When asked about the how best to improve relations between the university and the town, the chancellor said, “We need to work together on this.”
When asked if New York Gov. Andrew Cuomo should resign amid allegations of sexual harassment, President Joe Biden had this to say.
Here’s What Alex Rodriguez Said When Asked If He Was Single Amid Jennifer Lopez Relationship Drama
This is dumb for about a dozen reasons, but here are a few that might matter to you as a journalist:
- It’s passive voice: “When asked” implies “by someone,” which means you’re introducing the quote from a weak grammatical position.
- It’s first person: “When asked by… ME! LOOK! I ASKED A QUESTION!” Are we that thirsty that we need to mention that we had the temerity to ask a guy at the fair how the corn dogs were this year?
- It’s a “No duh” moment: Of COURSE they said it when they were asked. Isn’t that how this normally works in life? Think about how weirded out you’d be if some random stranger just ran up to you and said, “Hey, I just wanted to tell you and all the readers of whatever story that you’ll be publishing that the corn dogs at this fair are FRICKIN’ AMAZING!” I don’t know about you, but I’d be backing away slowly or reaching for some pepper spray.
In the examples above, we have a few other problems as well:
- The setup incorporates lousy quoted material: In the first two versions, you get really bad quotes that don’t do a lot for the piece or for the reader.
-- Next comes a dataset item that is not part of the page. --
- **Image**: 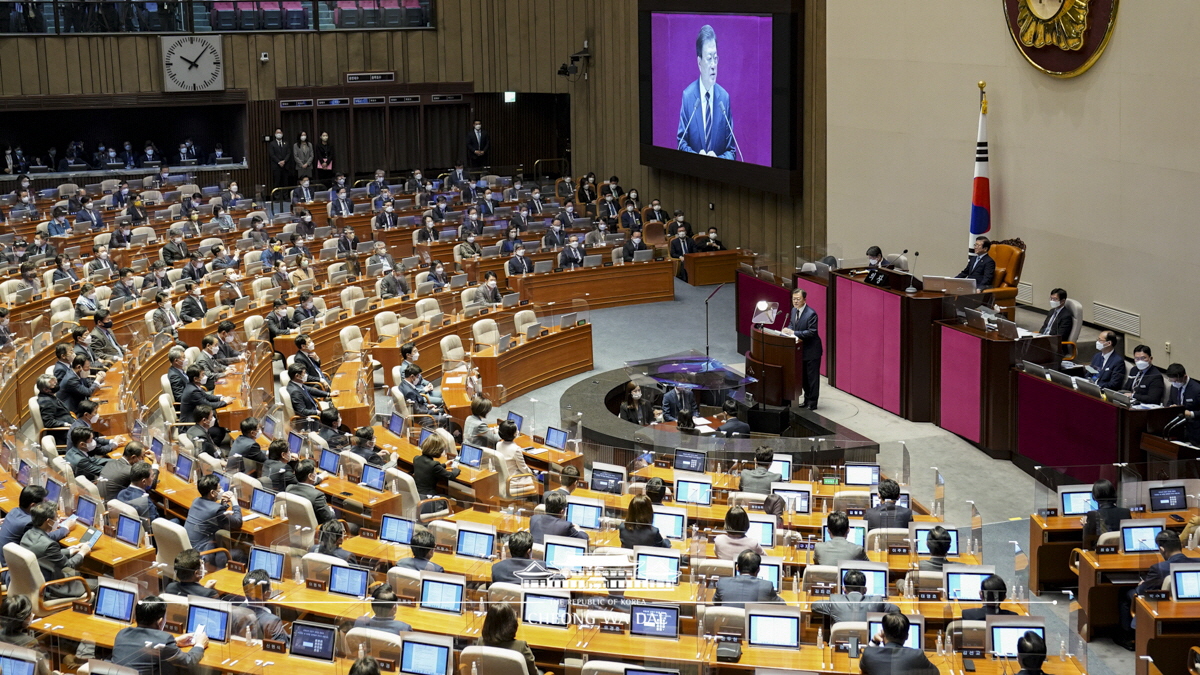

Neither of those quotes add value or quality in a complete quote kind of way. The chancellor quote is lame, while the mayor quote isn’t a full sentence. You can actually make these better through the use of either straight paraphrase or a partial quote:
- Mayor Jane Smith said she sees value in a voting-security bill but “not this stupid version,” which would require citizens to cite the pledge of allegiance backwards before casting a ballot.
- North Texarkansas State University and the city will continue to clash over parking restrictions unless the city council and the college can work together to resolve ticketing protocols, Chancellor Arlene Selridge said Tuesday.
- The set up tells me that you’re going to tell me something: In the latter two, you have actual examples of journalists telling us that they’re going to tell us something. In the Cuomo example, the build up to what the president had to say is the bulk of what’s going on in the sentence. It then leaves us with a “commercial cliffhanger” for that second paragraph. In the A-Rod/J-Lo one, we don’t even get the decency of a full chunk of information as to what that “drama” entails.
Think about it like this: If your professor walked into the classroom and said, “I have graded your midterms.” Would that be the ONLY thing you’d want to know? Probably not. Then imagine the professor saying, “I have graded your midterms. When asked by my wife how well people did, here’s what I had to say!” Is it getting any better or are you thinking, “Can I use The Force to pull mine out of the pile or an X-power to read his mind and just get my damn grade?”
The reason that paraphrase-quote works well is because each chunk of that structure has a job: The paraphrase tells you something important that will get you deeper into the piece. The quote then provides flavor, color and “sparkle” to that topic of interest while not repeating what you already know.
“When asked” takes away the best parts of both of those elements.